Szalwinski: The treatment is not different. The educational process varies because with the people who are there for oncological reasons, we have a really clear-cut idea of why they are swelling. And when we teach them what they need to do to maintain the health of their limb, it's sometimes more involved. We're better at predicting what they're going to have to do long-term. The other patients are easier to treat, if for example they started out with a vascular insufficiency that has turned into more of a lymphedema. Their swelling comes down faster and they often don't have to do as extensive self-management to maintain the reduction.

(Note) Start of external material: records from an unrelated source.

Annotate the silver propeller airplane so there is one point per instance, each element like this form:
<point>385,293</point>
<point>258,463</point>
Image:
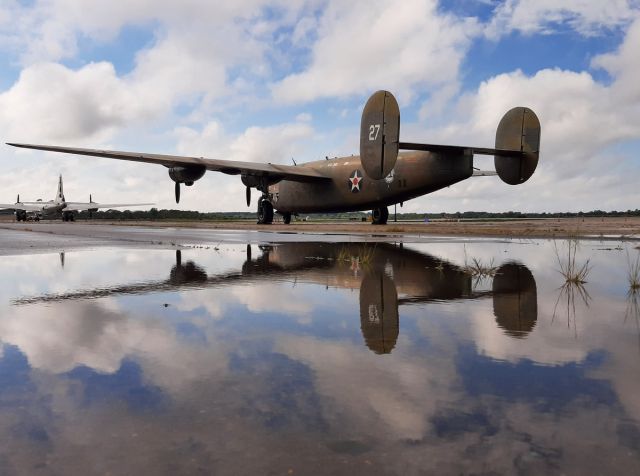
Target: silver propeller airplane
<point>380,176</point>
<point>58,206</point>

ADVANCE: How would you describe the general approach or mentality of patients who come to Tidewater for lymphedema treatment?

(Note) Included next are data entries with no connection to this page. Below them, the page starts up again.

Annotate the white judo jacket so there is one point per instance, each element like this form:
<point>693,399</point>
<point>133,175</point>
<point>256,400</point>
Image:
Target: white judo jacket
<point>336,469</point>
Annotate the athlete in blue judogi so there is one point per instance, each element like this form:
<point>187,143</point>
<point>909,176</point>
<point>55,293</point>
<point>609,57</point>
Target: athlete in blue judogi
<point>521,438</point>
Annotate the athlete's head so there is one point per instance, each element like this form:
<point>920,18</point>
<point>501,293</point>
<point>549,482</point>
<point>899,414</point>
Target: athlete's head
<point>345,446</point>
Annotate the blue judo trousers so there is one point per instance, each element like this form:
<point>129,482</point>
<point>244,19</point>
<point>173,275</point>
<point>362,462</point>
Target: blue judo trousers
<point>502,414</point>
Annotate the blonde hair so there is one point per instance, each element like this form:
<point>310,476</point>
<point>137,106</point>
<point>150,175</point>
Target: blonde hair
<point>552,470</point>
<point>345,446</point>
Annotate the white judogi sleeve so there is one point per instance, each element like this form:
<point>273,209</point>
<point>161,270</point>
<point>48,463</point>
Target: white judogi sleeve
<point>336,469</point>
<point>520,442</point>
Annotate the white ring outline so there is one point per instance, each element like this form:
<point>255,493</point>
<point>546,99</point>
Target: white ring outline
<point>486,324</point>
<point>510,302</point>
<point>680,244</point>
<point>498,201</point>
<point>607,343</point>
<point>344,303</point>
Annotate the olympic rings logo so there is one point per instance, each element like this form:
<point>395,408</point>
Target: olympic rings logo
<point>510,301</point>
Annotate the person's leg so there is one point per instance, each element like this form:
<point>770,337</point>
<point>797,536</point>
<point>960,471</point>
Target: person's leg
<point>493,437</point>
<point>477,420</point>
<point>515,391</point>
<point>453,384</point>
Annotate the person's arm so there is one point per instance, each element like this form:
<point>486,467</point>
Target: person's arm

Szalwinski: Most of them are extremely grateful to have found a location where they can be helped. The situation is getting much better than when I first started providing lymphedema treatment nine years ago, but in the past people couldn't believe how many years they had to deal with swelling before finally [being referred to a place that could help them]. So many physicians were unaware that an effective treatment existed for lymphedema. And the fact that it's such an effective treatment is one of the reasons why it's so fun to practice. Almost every patient responds. We tell them the first day that [noticeable improvement] is probably going to happen. But they're often amazed anyway by how quickly they see a difference, usually in just a couple days.

ADVANCE: From your experience, do patients generally continue to be compliant after their treatment has finished?

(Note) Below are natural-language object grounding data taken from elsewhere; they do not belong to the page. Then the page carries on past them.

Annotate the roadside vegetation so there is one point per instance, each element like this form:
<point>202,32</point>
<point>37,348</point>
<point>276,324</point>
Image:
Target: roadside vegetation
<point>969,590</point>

Szalwinski: That definitely varies. I would say the oncological patients are often compliant. Some of our other patients are compliant for a while and then kind of fall off the wagon before coming back to see us again. It is a lot to do, and patients sometimes think they don't have to do it all and will gradually [become less committed to it]. Then they swell up again, and sometimes it takes that [repeat incidence] for them to realize how important it is to be compliant.

ADVANCE: Any other thoughts on the subject of current lymphedema treatment?

Szalwinski: We're noticing in the community of lymphedema now that many hospitals and facilities are feeling the pressure to provide lymphedema treatment because it has become so much more recognized as appropriate and effective. If they don't provide it, they don't have the competitive edge, can't get the referrals from certain insurance companies, that kind of thing.

So we're finding now that there are therapists at facilities who say they do lymphedema work, but aren't truly certified lymphedema therapists. They don't provide what we call full program, which consists of all those components I mentioned. They may do just manual lymph drainage but not wrap or teach the patient how to wrap. So we're starting to see more patients who are under the impression they received lymphedema treatment elsewhere and it wasn't successful, when in reality they just didn't receive the full program. That is a new trend in the world of lymphedema, and it does cause a little frustration [as a therapist] because if you're going to do this, you have to commit the time to do all components of it or it's not really effective. As I mentioned before, not all of our patients require full program, but we have the capability to provide it if they do.

ADVANCE: And patients get frustrated as well because they think they've tried the treatment already and it just doesn't work?

Szalwinski: That's exactly what happens. I actually saw a woman yesterday who told me her doctor thought she really needed to come here but that in her opinion, she had done [lymphedema treatment] already and it didn't work very well. With further questioning about what she had done, I found out that she really hadn't been through full decongestion treatment. So I had to do a lot of talking to convince her to [enter into our program].